Texte : Annie Robert
Photos : Christian Coulais

Mas Ladapt Camblanes ( 33) / 17 mai 2019

Au départ, on pourrait croire qu’il s’agit d’un concert comme tant d’ autres…
Il y a des musiciens qui balancent, une scène un peu ventée mais à l’abri de ce frisquet mois de mai, des éclairages discrets, un ingé-son attentif, des notes espérées, des sourires naissants, des bénévoles empressés, la perspective du beau, du généreux et du plaisir et puis des chaises et une buvette … Un simple moment de musique, niché au creux d’un parc feuillu, rien que de très banal en somme….

Seulement voilà, le lieu, lui, n’est pas banal et le public encore moins….
Nous sommes à la MAS ( Maison d’Accueil spécialisée) de Camblanes, une structure neuve et moderne qui accueille des patients handicapés, cérébrolésés, des histoires de vies singulières et douloureuses, en repos après le fracas. Peu ou pas de possibilités pour ces malades d’entrer en contact avec la vie extérieure, d’aller au concert, de se ressourcer auprès de la culture sinon au sein de la structure d’accueil elle-même.
C’est pour cela qu’un partenariat est né, réunissant l’association Jazz360 à travers le contrat de filière du conseil régional et la MAS….. L’idée de départ est simple: si tu ne peux aller au monde, le monde viendra à toi; si tu ne peux aller à la musique, la musique fera elle même son chemin jusqu’au cœur, jusqu’à l’âme…. Du spectacle vivant, en direct, en prise avec la chaleur de l’échange et la respiration commune.

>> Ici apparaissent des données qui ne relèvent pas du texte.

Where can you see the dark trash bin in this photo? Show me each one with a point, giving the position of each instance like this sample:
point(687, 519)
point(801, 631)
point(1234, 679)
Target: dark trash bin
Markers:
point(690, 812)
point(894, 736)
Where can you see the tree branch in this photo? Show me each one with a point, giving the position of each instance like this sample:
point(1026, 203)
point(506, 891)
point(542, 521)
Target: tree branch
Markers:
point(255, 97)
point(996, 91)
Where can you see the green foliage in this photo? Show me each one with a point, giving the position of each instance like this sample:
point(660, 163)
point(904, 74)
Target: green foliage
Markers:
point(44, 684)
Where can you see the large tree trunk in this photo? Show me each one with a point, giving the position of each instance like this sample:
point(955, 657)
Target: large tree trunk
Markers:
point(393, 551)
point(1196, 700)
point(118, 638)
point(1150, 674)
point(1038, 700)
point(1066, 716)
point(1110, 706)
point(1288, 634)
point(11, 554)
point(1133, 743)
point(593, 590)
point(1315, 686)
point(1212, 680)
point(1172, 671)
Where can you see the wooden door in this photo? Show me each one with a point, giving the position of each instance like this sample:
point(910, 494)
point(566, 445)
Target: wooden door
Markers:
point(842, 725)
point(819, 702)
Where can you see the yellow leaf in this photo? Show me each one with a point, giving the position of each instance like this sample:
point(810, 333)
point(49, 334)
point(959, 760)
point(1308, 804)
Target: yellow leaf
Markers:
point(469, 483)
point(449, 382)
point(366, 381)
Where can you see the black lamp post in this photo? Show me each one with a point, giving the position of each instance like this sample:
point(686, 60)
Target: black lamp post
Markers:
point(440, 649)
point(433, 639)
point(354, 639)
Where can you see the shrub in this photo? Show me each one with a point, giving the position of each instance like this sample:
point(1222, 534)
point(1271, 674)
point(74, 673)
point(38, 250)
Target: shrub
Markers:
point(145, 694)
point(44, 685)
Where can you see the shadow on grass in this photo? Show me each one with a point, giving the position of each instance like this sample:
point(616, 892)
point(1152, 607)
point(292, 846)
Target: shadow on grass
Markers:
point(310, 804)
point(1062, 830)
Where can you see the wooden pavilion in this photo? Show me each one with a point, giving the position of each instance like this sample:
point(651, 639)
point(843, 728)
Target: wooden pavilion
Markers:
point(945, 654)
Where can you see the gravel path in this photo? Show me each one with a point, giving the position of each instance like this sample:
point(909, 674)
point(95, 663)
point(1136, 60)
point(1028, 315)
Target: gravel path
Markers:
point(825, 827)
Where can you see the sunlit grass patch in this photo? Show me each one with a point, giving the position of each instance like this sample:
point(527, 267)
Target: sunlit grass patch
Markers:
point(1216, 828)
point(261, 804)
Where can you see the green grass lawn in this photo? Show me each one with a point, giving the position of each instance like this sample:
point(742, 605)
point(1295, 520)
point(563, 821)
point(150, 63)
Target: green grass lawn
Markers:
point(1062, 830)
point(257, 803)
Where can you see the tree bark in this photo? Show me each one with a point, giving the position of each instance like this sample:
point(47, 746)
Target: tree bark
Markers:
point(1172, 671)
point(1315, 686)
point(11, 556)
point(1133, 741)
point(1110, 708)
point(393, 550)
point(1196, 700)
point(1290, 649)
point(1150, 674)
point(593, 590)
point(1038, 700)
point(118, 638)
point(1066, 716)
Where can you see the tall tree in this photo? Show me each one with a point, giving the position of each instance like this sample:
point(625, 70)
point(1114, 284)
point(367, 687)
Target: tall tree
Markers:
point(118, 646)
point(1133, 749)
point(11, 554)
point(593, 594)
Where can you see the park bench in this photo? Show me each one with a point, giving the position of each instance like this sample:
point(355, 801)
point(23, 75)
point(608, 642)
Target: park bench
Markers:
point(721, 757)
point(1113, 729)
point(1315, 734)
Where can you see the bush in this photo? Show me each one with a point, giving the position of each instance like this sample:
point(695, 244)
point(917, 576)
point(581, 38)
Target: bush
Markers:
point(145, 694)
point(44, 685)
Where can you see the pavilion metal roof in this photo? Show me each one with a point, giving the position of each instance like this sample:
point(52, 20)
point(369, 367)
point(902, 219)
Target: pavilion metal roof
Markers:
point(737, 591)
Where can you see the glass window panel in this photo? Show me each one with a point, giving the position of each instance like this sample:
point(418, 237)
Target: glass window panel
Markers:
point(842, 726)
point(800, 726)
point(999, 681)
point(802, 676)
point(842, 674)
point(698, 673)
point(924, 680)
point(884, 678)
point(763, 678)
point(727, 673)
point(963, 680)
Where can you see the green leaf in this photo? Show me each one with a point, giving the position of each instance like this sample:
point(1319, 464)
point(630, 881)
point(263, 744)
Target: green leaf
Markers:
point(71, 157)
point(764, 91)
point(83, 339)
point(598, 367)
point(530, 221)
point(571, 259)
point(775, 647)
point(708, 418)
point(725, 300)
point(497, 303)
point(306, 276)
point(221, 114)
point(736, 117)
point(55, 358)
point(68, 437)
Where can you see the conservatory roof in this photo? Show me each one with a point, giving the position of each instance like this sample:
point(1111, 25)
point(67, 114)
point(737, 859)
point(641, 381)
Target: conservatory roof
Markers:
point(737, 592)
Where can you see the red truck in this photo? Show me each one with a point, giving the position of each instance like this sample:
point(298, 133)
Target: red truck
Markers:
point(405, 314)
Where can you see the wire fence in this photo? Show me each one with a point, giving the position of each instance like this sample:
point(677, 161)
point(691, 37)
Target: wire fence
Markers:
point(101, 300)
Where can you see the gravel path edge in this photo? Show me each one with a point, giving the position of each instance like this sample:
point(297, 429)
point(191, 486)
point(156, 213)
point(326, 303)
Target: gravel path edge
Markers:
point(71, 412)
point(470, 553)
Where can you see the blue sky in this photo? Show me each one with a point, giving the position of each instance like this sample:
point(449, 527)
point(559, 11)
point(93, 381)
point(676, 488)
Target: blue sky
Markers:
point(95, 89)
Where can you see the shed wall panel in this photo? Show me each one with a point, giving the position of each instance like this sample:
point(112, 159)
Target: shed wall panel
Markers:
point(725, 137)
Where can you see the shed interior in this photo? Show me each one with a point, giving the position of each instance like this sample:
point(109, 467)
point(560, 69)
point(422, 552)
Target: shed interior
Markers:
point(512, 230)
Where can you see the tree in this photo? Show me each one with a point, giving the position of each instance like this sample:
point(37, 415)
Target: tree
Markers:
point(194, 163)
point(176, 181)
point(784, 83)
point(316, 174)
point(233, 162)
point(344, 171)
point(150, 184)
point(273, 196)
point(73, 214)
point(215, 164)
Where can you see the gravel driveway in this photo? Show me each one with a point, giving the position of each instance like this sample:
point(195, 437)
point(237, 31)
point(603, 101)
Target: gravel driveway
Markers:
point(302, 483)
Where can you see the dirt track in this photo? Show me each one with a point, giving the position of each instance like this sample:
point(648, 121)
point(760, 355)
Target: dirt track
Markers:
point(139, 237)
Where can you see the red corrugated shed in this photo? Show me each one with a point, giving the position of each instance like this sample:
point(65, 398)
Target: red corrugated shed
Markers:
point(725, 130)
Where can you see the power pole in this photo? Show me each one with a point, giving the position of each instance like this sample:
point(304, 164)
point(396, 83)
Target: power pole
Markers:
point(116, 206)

Et ce fut un beau et singulier moment de partage, un beau et singulier mélange de public: les patients d’abord ( y compris ceux de Handivillage tout proche, venus en voisins) , mais également leurs familles, les soignants et puis aussi des amateurs de jazz, étonnés d’abord du lieu et des circonstances et puis ravis de cette émulsion peu courante.
Le groupe choisi ne fut pas pour rien non plus dans le sentiment profond de plénitude qui a envahi pendant plus d’une heure tous les spectateurs présents. Christophe Maroye à la guitare accompagné de Didier Ottaviani à la batterie, Xavier Duprat aux claviers et Marc Vullo à la basse, a présenté son album «No turning back », un album où la guitare est reine bien sûr : acoustique, électrique, avec ou sans effet, déployant des climats variés, flirtant avec la pop, le rock, le blues, le jazz. On s’est tous laissé  porter facilement par ces mélodies aériennes qui nous enveloppent sans mièvrerie, nous transportant dans différents univers musicaux, à la fois une invitation au voyage et une histoire presque cinématographique. Christophe Maroye se sert de sa guitare comme on se sert d’un stylo, ou d’une caméra avec des pleins et des déliés, des griffures et des caresses. C’est comme un roman qui se déroule, du Jack Kerouac sur la route, un bout de West Coast, un soupçon de Pink Floyd. Les impros fiévreuses et engagées du clavier, la pulsation inventive de la batterie, la solidité sans faille de la basse ont fait bien plus que soutenir son propos. Des musiciens tous attentifs et généreux.

Pour le public habitué au jazz, une bulle de nostalgie tonique et un délice croquant et doux.
Pour les résidents, fragiles dans leur capacité d’attention et de résistance, pas de signes d’ennui ni de lassitude. Enveloppés de la sollicitude des soignants, de l’amour tendre de leurs proches, des sourires de tous et du flot caressant des notes, ce fut sans doute une parenthèse enchantée, un moment important, ancré dans leurs peaux et leurs sensations, une rupture avec la douleur, la peine ou le renoncement. Rien n’était flou et tout était en place.
Ce soir là, à Camblanes, pour tous, valides ou pas, loquaces ou silencieux, musiciens, amateurs ou découvreurs de sons, remplis de mémoire ou de brume, ce fut la vie tout simplement, forte et pleine, un rendez vous à renouveler sans aucun doute.

NB : Jazz360 organisera un concert du même type en partenariat avec Handi- Village le 14 septembre prochain.